If your partner/lover knows you are trans and he or she is serious then there is no acceptance time period to come to terms it's 2015 ditch those negative people you'll be happier and healthier for it. If someone knows you are a transsexual (transgender woman) then they know. There, is no splitting of hairs or sprinking the "subject" with frankensence and mur or dancing in the full moon light of the acceptance-uncloseting ritual. If they are ashamed and afraid of some unknowable-fringe future event then that is their own particular world.
There is no absolute do it my way or the highway, but being in the closet for an extended time period is an excuse in the 21st century. Yes it's dangerous but more so for the transwoman than for the person who claims to be their soulmate. If a man doesn't want people to know he engages in relationships with transwomen then she needs to cut him loose. There is too much data and social media to demonstrate people can live fruitful full lives inspite of being in constant physical danger. In free societies there should be virtually no excuse for being in the closet for 5, 10, 15, 20 years.
Being in the closet is an excuse, I know I was in the closet before I came out as trans. It wasn't easy coming out but society sets us up to conform. They need to face their fears, from what I hear you and some other men have a support group, how friggin cool is that?
Fear is a powerful abstract. I do not have omnipotent clarifying answers but since I've started my transition some 6 years ago I've come to love myself more and more each day. LIfe is prescious and finite. As I age I know some day I will not wake up one day (hopefully my expiration is by natural causes), but whether by the former method or an untimely demise I am working on living my life to the fullest. The mistakes and wrongs I have committed are like some horrible distant memory in the past. So when I hear talk of men being on the down low I am reminded about things in the past, in that fear, in that self-hate and in that negative-self talk, these issues are things I try to leave in the past (no one is perfect).

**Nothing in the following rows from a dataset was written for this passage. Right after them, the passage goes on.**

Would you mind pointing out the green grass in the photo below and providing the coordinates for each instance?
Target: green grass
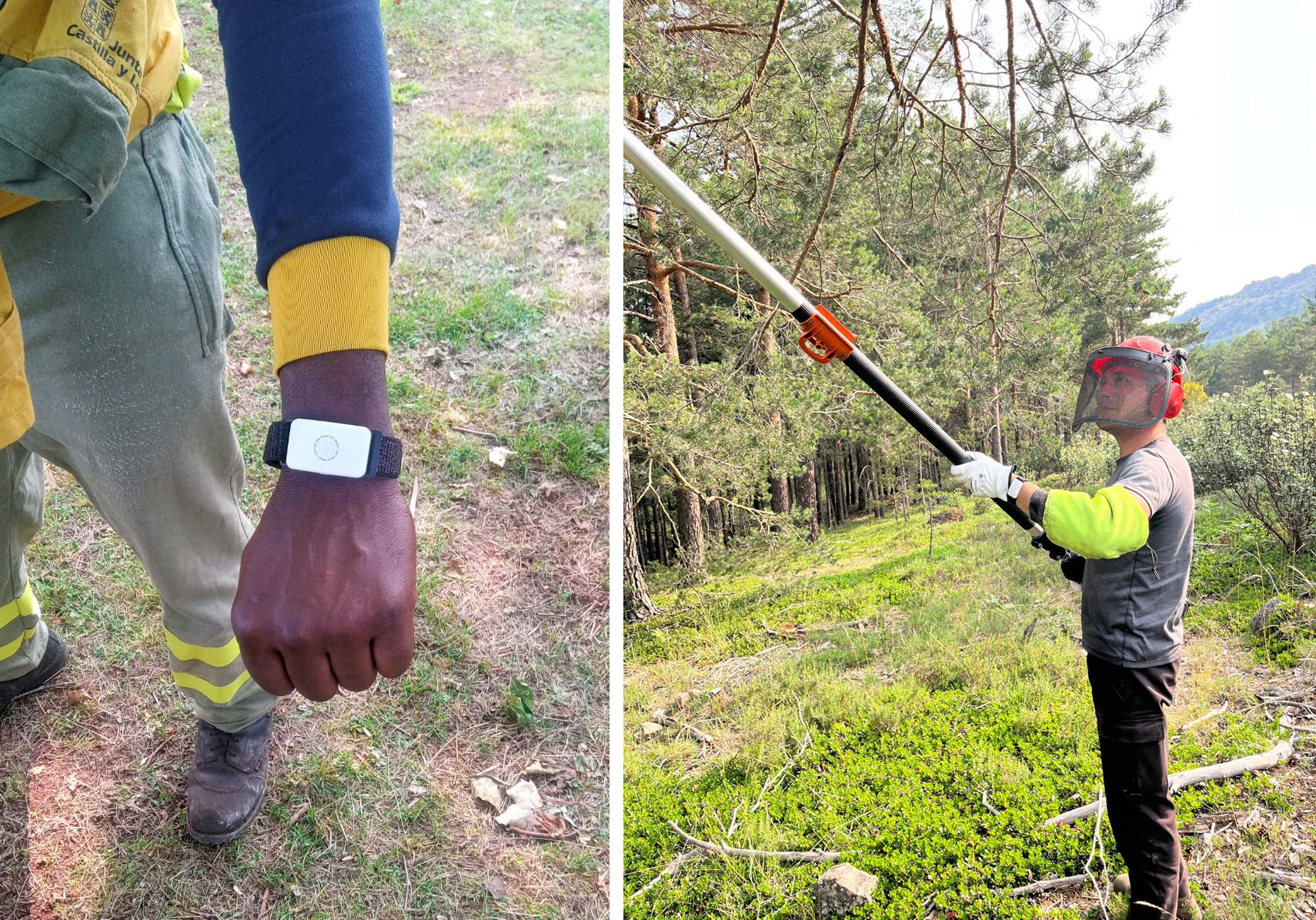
(911, 720)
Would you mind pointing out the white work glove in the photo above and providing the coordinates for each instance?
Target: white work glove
(984, 477)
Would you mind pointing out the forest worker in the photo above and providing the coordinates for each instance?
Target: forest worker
(109, 239)
(1136, 534)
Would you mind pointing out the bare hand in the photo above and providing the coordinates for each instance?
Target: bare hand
(328, 586)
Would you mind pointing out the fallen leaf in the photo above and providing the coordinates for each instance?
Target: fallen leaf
(487, 790)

If a man claims to want to be with me and needs time to come to terms, what is an acceptable time period? I may be hit by a bus the next day or perish during a sky diving mishap. So I don't want to be brash or crude but if these men want to be happy with themselves then these men should live their life. You basically said that during this and the last vid, and in my humble opinion you hit the nail on the head as usual.
I have plans to someday "soon" skydive. So you closeted fearfull men out there looking for someone you need to step up as time wait's for no man or woman for that matter.